本研究で用いた精原細胞移植は、クロマグロ等の水産有用魚種に応用することもできます。具体的には、クロマグロ
(ドナー)精原細胞を、サバ(宿主)に移植することで、卵や精子を得ることが困難な魚種の配偶子を、成熟が容易な宿
主魚に生産させることを目指しています。SP を指標として、移植時に高い生着率を有する精原幹細胞を濃縮する手法
は、魚類精原幹細胞の研究においてだけでなく、サバにマグロを産ませることを目指した代理親魚技術の効率化にも貢
献するものであると考えています。
本研究の詳細は、以下の論文で報告しております。
Hayashi M, Sato M, Nagasaka Y, Sadaie S, Kobayashi S, Yoshizaki G. Enrichment of spermatogonial stem cells
using side population in teleost. Biol Reprod 2014; 91:23.
参考文献
1. Okutsu T, Suzuki K, Takeuchi Y, Takeuchi T, Yoshizaki G. Testicular germ cells can colonize sexually
undifferentiated embryonic gonad and produce functional eggs in fish.
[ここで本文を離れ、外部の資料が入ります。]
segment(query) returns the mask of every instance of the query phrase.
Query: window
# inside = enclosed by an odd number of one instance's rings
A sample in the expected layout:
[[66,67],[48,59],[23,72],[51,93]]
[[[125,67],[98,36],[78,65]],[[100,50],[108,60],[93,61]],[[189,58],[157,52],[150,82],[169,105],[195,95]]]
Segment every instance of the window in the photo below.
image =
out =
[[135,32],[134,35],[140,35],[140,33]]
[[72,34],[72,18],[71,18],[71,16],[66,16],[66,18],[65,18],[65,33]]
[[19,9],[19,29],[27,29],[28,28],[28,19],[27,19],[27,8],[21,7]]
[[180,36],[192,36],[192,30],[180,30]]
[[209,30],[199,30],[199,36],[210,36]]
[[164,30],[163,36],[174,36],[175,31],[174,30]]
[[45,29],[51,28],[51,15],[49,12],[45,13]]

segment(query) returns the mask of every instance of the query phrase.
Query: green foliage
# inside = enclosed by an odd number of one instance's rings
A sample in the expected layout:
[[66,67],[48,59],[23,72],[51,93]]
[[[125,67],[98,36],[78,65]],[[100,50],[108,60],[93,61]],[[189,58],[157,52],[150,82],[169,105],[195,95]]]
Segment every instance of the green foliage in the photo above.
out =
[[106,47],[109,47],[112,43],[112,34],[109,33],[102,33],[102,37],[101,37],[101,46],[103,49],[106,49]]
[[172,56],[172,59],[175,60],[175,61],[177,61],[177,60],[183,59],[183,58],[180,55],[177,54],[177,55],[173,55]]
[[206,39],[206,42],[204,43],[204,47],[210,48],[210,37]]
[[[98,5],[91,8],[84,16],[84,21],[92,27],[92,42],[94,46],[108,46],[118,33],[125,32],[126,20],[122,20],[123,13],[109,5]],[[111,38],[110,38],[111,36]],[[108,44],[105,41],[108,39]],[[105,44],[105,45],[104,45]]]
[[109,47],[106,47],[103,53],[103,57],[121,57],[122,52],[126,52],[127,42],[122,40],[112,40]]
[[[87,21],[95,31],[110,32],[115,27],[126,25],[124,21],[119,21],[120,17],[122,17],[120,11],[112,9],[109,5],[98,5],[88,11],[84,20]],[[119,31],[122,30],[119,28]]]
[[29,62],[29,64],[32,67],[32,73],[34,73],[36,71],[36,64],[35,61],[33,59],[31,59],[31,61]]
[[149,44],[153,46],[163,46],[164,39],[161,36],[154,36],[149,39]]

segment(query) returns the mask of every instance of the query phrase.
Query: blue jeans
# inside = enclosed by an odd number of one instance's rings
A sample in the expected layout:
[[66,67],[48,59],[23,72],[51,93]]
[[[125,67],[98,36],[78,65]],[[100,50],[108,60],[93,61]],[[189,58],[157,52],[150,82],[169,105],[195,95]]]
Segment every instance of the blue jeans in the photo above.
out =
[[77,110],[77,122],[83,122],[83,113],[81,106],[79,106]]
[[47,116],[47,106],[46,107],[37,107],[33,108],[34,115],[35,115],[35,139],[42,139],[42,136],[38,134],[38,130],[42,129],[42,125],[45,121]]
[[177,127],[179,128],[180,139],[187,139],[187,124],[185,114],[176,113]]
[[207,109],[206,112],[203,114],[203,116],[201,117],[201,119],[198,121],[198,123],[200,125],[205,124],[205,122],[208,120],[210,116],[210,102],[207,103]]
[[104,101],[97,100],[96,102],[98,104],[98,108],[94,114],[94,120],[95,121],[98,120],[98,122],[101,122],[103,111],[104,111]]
Proc Natl Acad Sci USA 2006;
103:2725-2729.
2. Goodell MA, Brose K, Paradis G, Conner AS, Mulligan RC. Isolation and functional properties of murine
hematopoietic stem cells that are replicating in vivo. J Exp Med 1996; 183:1797-1806.
3. Hayashi M, Sato M, Nagasaka Y, Sadaie S, Kobayashi S, Yoshizaki G. Enrichment of spermatogonial stem
cells using side population in teleost. Biol Reprod 2014; 91:23.